自己破産にはいくつかのデメリットがあり、その中でも最も大きいのが自宅を手放す可能性があることです。

これはいったいどういうことかというと、重要なのは自己破産の制度が持つ特徴の一つである「債務の一切を帳消しにする代わりに換価可能な財産については換価したうえで債権者に配当する」ということです。

これは要するに「お金になる財産が残っているのならばそれを売って債権者への返済に充てます」ということなのですが、住宅というのは人が持つ財産の中でもトップクラスに価値のあるものです。

人里離れた山奥に立つあばら家などで無ければ間違いなく価値はつきますから、自己破産を行った際には売却に掛けられた上でその売り上げが債権者に充当される形になってしまうのです。

また住宅ローンの返済中であった場合、その住宅には抵当権が設定されています。

抵当権というのはその財産を購入するために借りたお金が返済できなくなった場合にはその財産の権利が債権者に移行するという制度のことで、おおよその場合は銀行なり信用金庫なりが債権者でしょう。

よって住宅ローンの返済中だった場合にはそうした債権者に住宅を明け渡す必要があり、やはり自宅を手放すことになってしまうのです。

ただこのことについて注意したいのは所有権が破産を申し立てた人に無いのであれば没収の対象外になることです。

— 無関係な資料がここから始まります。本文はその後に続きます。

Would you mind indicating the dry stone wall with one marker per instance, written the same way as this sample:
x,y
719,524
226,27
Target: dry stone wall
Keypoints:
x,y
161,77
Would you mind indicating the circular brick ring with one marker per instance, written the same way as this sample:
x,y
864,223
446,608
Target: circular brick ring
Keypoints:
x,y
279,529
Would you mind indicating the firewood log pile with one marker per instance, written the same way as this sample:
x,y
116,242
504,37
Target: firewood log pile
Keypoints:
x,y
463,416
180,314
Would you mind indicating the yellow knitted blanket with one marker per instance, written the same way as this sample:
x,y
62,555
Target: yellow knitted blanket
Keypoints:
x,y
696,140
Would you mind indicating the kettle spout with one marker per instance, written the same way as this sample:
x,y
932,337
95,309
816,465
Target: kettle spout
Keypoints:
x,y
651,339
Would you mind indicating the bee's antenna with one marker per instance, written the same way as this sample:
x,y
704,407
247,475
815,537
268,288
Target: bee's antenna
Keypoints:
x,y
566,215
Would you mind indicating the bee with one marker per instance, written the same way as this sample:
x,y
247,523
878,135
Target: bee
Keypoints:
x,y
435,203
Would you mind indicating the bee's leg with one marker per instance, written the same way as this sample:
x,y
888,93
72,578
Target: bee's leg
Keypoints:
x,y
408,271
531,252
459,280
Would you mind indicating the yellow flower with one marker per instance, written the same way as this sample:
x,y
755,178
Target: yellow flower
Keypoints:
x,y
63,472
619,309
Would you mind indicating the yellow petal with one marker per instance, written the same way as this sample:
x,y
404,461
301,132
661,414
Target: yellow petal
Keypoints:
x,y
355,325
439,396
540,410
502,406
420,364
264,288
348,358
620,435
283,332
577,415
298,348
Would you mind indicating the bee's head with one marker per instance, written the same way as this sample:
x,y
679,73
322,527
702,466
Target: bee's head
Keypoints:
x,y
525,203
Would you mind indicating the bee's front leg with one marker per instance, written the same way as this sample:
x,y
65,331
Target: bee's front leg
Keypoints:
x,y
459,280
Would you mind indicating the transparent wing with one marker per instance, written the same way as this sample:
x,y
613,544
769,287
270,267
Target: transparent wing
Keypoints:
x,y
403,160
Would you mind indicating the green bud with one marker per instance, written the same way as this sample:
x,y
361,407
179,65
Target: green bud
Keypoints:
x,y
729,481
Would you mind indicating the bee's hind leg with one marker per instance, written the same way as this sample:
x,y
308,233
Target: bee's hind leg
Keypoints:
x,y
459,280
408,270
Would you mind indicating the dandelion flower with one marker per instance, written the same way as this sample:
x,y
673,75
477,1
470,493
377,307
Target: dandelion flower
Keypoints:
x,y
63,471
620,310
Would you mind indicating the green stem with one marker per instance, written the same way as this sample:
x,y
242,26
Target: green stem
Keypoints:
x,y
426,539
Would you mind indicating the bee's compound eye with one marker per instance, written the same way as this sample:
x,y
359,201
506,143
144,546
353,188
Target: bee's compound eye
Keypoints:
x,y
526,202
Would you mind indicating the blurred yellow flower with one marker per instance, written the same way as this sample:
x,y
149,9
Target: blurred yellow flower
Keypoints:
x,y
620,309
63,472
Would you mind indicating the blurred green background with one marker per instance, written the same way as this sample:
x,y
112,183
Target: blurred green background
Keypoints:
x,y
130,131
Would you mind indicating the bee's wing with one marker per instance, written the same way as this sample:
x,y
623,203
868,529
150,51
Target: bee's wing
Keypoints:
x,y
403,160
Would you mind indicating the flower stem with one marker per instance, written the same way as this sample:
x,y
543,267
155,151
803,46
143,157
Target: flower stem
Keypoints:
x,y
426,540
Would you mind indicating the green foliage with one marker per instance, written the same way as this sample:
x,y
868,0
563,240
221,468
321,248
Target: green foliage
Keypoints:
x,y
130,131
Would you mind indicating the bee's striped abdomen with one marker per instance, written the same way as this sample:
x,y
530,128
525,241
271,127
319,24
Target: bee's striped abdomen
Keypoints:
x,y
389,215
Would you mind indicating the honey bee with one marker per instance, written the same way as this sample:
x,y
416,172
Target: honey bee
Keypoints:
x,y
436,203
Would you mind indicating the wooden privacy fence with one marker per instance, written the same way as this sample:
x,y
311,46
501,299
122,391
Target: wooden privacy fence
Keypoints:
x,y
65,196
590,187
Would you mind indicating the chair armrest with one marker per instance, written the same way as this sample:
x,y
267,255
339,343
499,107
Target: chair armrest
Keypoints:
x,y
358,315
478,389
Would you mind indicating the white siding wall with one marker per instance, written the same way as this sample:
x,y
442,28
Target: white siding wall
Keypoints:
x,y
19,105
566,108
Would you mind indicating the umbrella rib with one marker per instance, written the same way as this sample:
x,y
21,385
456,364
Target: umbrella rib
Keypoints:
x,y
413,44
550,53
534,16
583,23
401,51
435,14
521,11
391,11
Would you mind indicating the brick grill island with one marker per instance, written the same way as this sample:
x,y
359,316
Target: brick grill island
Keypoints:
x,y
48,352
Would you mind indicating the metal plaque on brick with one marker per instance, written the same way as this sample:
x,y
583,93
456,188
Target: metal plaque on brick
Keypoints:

例えば夫婦のうち妻が自己破産をしたが住宅の所有権は夫にあるなどの場合、夫と妻の財産が明確に分けられるのであれば自宅を手放さずに済む可能性があります。

この夫婦別の財産というのは夫婦別産制という制度が根拠になっており、もし結婚の前に既にマイホームを持っていたなどの場合には妻が破産をしても住宅を手放すことはありません。

ただ結婚したあとでマイホームを手に入れたとなると所有権がどちらか片方にあったとしても事実上共同の財産として扱われることが多いため、そうした場合には自宅を手放さざるを得なくなるでしょう。

またもう一つ注意したいのが個人再生だと自宅を手放す必要が無いことです。

個人再生は自己破産とは異なり債務の一切を帳消しにしてくれるものではありませんが、その代わりに住宅ローンに関しては手を着けずにほかの債務だけを整理するということが可能になっています。

債務削減効果としては劣るものの自宅を手放す必要が無いというのは大きなメリットになりますから、マイホームを持っていて自宅を手放すデメリットが大きい場合には個人再生を利用する方向でも考えてみることをおすすめします。